The region needs urgently to articulate a strong response through planning for equitable development
The gains from the early years of the twenty first century are increasingly fragile. Although Oxhorn noted, between 2000 and 2010, the Gini coefficient declined in thirteen of seventeen Latin American countries, these recent gains are now more at risk than ever. If Latin American governments adopt austerity policies, there is also a danger of economic crisis is also turning into a political crisis.

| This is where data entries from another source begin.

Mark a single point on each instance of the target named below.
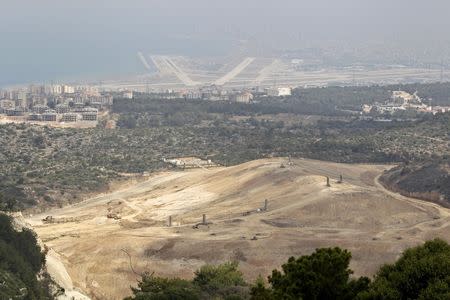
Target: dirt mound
(302, 213)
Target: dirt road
(376, 225)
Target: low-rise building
(244, 97)
(49, 116)
(7, 104)
(15, 112)
(39, 109)
(70, 117)
(62, 108)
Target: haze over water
(49, 40)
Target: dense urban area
(84, 163)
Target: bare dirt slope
(303, 214)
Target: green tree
(422, 272)
(322, 275)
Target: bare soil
(359, 214)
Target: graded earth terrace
(101, 239)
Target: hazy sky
(41, 40)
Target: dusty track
(376, 225)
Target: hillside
(425, 180)
(376, 225)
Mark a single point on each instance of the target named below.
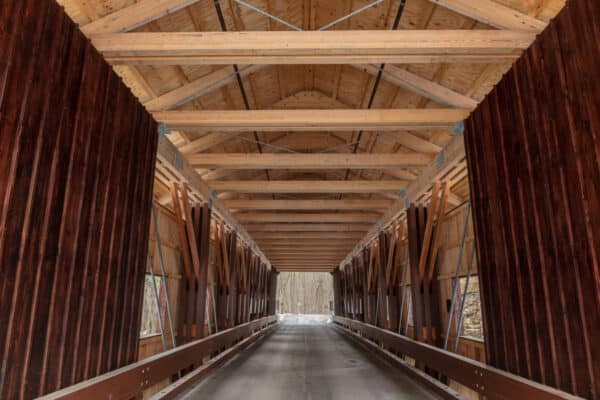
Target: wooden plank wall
(77, 154)
(533, 148)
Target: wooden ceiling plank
(494, 14)
(311, 120)
(298, 186)
(312, 47)
(134, 16)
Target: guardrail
(484, 379)
(131, 380)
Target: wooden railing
(129, 382)
(490, 382)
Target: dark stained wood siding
(77, 156)
(533, 148)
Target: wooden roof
(312, 189)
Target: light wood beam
(424, 87)
(308, 227)
(416, 143)
(315, 249)
(206, 142)
(494, 14)
(309, 161)
(311, 120)
(307, 204)
(312, 217)
(307, 235)
(308, 186)
(199, 87)
(313, 47)
(134, 16)
(452, 155)
(170, 167)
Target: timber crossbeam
(483, 379)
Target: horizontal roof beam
(312, 120)
(309, 161)
(307, 204)
(312, 217)
(306, 242)
(307, 235)
(199, 87)
(307, 227)
(452, 155)
(308, 186)
(313, 47)
(171, 167)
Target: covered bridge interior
(164, 163)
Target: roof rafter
(309, 160)
(312, 47)
(298, 186)
(421, 86)
(134, 16)
(494, 14)
(199, 87)
(311, 120)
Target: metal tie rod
(296, 28)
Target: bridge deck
(301, 362)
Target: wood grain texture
(533, 148)
(76, 167)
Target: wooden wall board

It’s time to move away from unequal growth towards planning for equitable development
The World Bank has announced a $14million fund for developing countries to address the costs of the pandemic with the first round of support for the Latin American region projected to be in order of $100 million and an additional $170 million through redirecting projects to address Covid-19 needs.
Beyond this, many governments have taken measures. For example Chile have announced a $12 billion economic plan. But this tranche of funding will only address immediate needs. It does not provide resources to deal with the long-term costs of the health crisis and it will not change the increasing levels of inequality or the way Covid-19 has exacerbated inequalities. At most, it might provide a short-term safety net for those who in most desperate need.
The region needs urgently to articulate a strong response through planning for equitable growth. The long-term damage to regional economies and to the most vulnerable, alongside the structural problems with the Latin American economies and the political failures of some governments, highlight the need to change after the crisis not simply focusing on a return back to normal.
In response to the pandemic, ECLAC has recently published a manifesto for change and more equal development, and this should be taken seriously. ECLAC’s proposal focuses on the need for drastic long-term economic reforms to address underlying economic problems, as well as the current COVID-19 crisis. In particular, ECLAC draws attention to the need for effective and inclusive welfare reform, alongside the need for growth.
As ECLAC says, even before the crisis, the region had inadequate social protection, lacked unemployment benefits and an unjust organisation of social care. Alongside widespread political instability, these hinder sustainable and inclusive growth and reduce the chances of the region meeting the Sustainable Development Goals by 2030.
ECLAC recommends a cohesive and coordinated response from governments that includes the strengthening of social protection systems in order to support vulnerable populations.
It is time for the region to consider reforms to try to emerge from the pandemic with a bright future. These reforms could go as far the introduction of universal basic income as a way of reducing inequality and enabling those who are paying a high price for stabilising the spread of Covid-19 in the region by not working to come out of the pandemic with a future.